Der Carla Pop-up-Store auf der Mariahilfer Straße ist eine echte Erfolgsgeschichte. Vor einem Jahr wurde er eröffnet und sollte für drei Monate geöffnet sein. Jetzt ist er bald seit einem ganzen Jahr offen und freut sich bester Beliebtheit. Secondhand Shopping hatte bis zuletzt einen eher zweifelhaften Ruf. Es ist noch nicht lange her, da musste man in Österreich in den hintersten Ecken von wenig attraktiven Lagerhallen der Caritas oder anderer Organisationen stöbern, um halbwegs attraktive Secondhand Bekleidung zu ergattern. Ähnlich wie in den Szenebezirken in Berlin oder London kann man jetzt auch auf der Wiener Mariahilfer Straße Secondhand Bekleidung in einem Umfeld kaufen, dass attraktiv, sauber und sympathisch ist. Das ist aus dem Grund so wichtig, weil die Wiederverwendung bereits bestehender Bekleidung der erste und absolut wichtigste Schritt hin zu einer funktionierenden Kreislaufwirtschaft ist. Es geht in der Kreislaufwirtschaft um die möglichst optimale und langzeitige Nutzung von Ressourcen. Die Wiederverwendung von bereits produzierter Bekleidung kommt hier an allererster Stelle. Darum ist diese Entwicklung so positiv, und sie passiert hier in Wien.

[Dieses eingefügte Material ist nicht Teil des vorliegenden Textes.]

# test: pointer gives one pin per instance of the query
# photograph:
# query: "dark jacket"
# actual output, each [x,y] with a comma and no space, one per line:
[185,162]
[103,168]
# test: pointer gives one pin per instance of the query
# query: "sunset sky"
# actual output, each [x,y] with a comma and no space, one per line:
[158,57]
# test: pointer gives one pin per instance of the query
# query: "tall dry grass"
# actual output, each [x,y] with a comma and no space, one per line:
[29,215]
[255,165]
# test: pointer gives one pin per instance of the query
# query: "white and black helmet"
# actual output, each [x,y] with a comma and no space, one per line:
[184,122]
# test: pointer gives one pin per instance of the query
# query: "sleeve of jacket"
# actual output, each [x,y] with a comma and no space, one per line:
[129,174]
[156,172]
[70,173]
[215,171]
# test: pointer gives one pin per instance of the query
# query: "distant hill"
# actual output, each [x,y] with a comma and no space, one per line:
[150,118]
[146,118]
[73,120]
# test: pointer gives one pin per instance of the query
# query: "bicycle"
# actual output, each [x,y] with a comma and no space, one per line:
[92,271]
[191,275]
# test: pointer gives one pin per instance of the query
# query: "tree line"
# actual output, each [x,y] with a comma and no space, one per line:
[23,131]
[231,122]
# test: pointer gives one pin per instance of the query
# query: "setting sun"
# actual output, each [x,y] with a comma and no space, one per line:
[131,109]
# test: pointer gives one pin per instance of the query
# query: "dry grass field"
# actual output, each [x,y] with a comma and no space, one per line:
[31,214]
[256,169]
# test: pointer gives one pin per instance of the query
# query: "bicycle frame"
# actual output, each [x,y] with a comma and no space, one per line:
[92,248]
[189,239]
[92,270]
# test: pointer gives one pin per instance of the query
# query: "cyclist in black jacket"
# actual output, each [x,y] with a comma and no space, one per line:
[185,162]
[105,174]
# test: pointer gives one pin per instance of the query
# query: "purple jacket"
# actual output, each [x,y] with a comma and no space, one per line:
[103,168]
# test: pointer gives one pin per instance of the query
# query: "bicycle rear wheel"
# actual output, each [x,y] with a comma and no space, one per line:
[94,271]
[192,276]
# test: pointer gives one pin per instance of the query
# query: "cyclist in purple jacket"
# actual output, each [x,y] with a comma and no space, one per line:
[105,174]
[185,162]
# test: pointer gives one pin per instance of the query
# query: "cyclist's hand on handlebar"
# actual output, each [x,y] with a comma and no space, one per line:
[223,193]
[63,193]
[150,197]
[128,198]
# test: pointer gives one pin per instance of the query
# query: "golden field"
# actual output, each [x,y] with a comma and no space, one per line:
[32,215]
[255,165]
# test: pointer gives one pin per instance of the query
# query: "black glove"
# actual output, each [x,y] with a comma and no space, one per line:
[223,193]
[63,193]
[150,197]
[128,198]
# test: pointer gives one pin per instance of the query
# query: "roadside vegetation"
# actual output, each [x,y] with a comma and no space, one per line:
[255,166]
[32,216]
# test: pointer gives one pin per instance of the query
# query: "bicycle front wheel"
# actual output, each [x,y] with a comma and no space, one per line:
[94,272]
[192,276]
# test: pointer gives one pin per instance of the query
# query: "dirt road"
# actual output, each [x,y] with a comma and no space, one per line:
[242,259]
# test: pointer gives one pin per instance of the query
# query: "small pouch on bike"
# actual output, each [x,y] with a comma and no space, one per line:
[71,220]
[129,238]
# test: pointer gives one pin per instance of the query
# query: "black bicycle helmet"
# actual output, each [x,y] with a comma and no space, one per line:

Ein Buchtipp – Rethink Mode, von Franziska Fulvio und Britta John

Am Ende meines Aufrufs zum positiven Denken möchte ich ein Buch vorstellen. „Rethink Mode“ hat mich fasziniert. Ein Buch, das man zu Hause haben sollte. Die beiden Autorinnen erklären auf eine sehr lockere und sympathische Art, wie wir alle mit dem Thema Mode umgehen sollten. Ein Buch, das vor allem zum Nachdenken anregt. Man lernt viele verschiedene Fassetten eines möglichen nachhaltigen Umgangs mit Bekleidung, von der Pflege über die Reparatur bis zur sinnvollen Weitergabe. Eine klare Leseempfehlung von meiner Seite und ein Buch, das mich positiv stimmt, dass Mode nicht immer problembehaftet sein muss, sondern richtig angegangen absolut Spaß machen kann.